Le 28 mars 2022, Peter Sands, directeur exécutif du Fonds mondial indiquait dans une note que « Les États-Unis font preuve d’un extraordinaire leadership en santé mondiale depuis la création du Fonds mondial il y a 20 ans. Par le travail d’organisations comme le Plan présidentiel d’urgence pour la lutte contre le Sida (PEPFAR), l’Agence des USA pour le développement International (USAID), le Plan présidentiel des USA pour la lutte contre la Malaria (PMI) et par leur soutien indéfectible au Fonds mondial, les États-Unis sont d’ardents défenseurs de la lutte contre le VIH, la tuberculose et le paludisme ». En 2021, les USA étaient les premiers contributeurs du Fonds mondial avec un peu plus de 17 milliards de dollars versés à ce mécanisme depuis 2004 couvrant ainsi 33% de l’ensemble des contributions des donateurs. A ce jour, selon un rapport élaboré par Independant observer of the global Fund, environ 72% de ces fonds sont versés aux pays de l’Afrique Subsaharienne pour lutter contre le Vih, le Paludisme et la tuberculose.

Peur sur les budgets

Même si ces fonds ont plusieurs fois fait l’objet de soupçons de détournement par les pouvoirs publics, bénéficiaires de premier plan, la crainte de voir ces maladies gagner en intensité est de plus en plus grande. C’est le cas de soupçons relevés par la presse en 2024 sur la base d’une note adressée au Ministère de la santé sur des « dépenses non conformes ».
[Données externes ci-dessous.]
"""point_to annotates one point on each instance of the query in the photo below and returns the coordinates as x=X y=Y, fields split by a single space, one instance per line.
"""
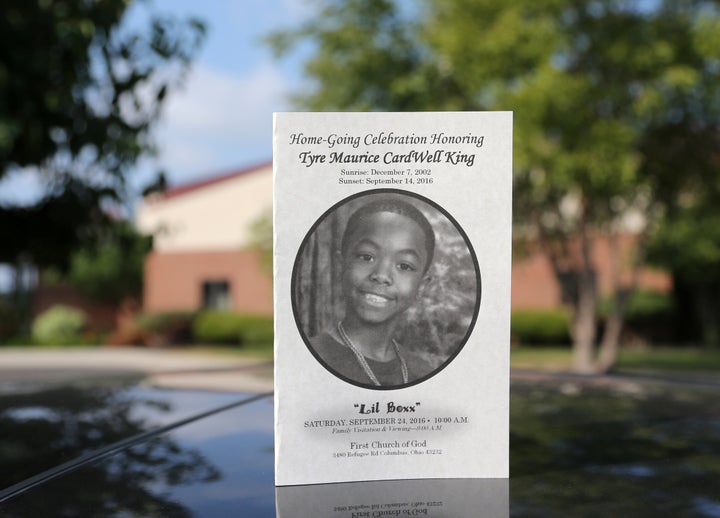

Cependant, face à ces sorties tonitruantes de Donald trump, certains observateurs locaux prescrivent la prudence. C’est le cas du Dr Romeo Saa Ngouana, enseignant et chercheur au Centre africain d’études internationales diplomatiques, économiques et stratégiques (CEIDES). « Un président arrive toujours avec de grandes annonces, mais chaque pays fonctionne toujours avec ses équilibres » précise-t-il.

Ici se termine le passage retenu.